Although much is said about the weight loss process, the challenge of maintaining weight loss is a goal unto itself - and one that takes commitment. For some, the challenge may stem from choosing an approach that wasn’t realistic while for others, however, it’s about lack of mental preparation and planning.
Whether you’re just getting started on your weight loss journey, beginning the maintenance stage or have been in maintenance stage for a while, here is some food for thought!
No one size fits All…Set your own rules…Along your weight loss journey, you might find new habits that will or won’t work well based on your lifestyle or personality. So its not really about achieving an end goal but having the opportunity to discover what unique practices will help you live the way that creates positive, consistent changes.
Establish new goals…. Always have some sort of goal in mind. Once you’ve achieved your weight loss goal, take advantage and start considering new things you’d like to try like training for a 5K marathon/walkathon, weight training or even yoga. Whatever the case, make sure you don’t sell yourself short by not having a “next” goal. It will keep you motivated and more likely to stick to healthy behaviors.
Check in… This is a simple but critical strategy for my clients. I always encourage them to do some self-auditing like journaling. It’s a great way to do a check in on yourself to confirm if your yearly blood or sugar levels are good, getting enough vegetables, exercise, drinking enough water, and to confirm you are still where you want to be.
Find activities you love to do…A daily dose of exercise can provide a lot of benefits, including increased happiness, better sleep and better energy. During the maintenance phase, make sure you incorporate activities that you love to do as often as possible and it will increase your likelihood of keeping the daily habit and continue to persevere.
Know your basics….Life is going to happen. There are going to be times when busyness or increased stress will jeopardize your plan.
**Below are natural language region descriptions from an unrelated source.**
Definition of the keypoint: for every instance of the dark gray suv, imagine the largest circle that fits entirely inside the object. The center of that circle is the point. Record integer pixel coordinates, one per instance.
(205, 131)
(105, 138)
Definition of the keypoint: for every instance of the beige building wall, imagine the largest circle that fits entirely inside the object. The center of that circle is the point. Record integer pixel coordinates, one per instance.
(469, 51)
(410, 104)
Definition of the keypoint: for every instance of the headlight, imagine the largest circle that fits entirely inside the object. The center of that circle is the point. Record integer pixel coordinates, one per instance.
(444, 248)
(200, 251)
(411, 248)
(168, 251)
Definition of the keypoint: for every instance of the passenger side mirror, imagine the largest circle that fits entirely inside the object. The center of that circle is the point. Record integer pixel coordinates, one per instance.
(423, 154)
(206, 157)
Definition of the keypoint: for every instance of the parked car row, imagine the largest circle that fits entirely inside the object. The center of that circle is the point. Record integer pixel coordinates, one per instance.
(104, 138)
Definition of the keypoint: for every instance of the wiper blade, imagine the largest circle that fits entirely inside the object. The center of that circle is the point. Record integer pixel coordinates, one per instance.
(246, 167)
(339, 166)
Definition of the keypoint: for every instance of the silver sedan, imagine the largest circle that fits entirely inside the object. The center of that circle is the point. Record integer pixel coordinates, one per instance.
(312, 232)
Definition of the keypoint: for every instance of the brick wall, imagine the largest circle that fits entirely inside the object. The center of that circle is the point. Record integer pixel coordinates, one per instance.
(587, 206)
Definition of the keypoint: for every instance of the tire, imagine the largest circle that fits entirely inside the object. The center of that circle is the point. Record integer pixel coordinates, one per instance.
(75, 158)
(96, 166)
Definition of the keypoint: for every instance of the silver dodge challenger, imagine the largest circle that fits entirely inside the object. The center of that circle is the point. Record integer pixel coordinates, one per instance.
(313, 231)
Remember some of the simple behaviors to implement during these times to prevent the whole routine from falling out the window. It’s not about perfection but simply focusing on getting enough sleep, eating slowly and being present at mealtime, doing a 5-minute meditation or even taking a break to go on a quick walk are some simple but powerful behaviors to practice during those stressful days.
Surround yourself with good influences…build a strong support system of people who have the same aspiration to be healthy, and connect with them often. Choose those people to go out to eat with, make gym dates with or even hike with on the weekends. The more often you’re around these people, the easier it will be to continue your commitment to healthy behaviors. Whatever the case, know what support means the most to you, and have a plan in place for it.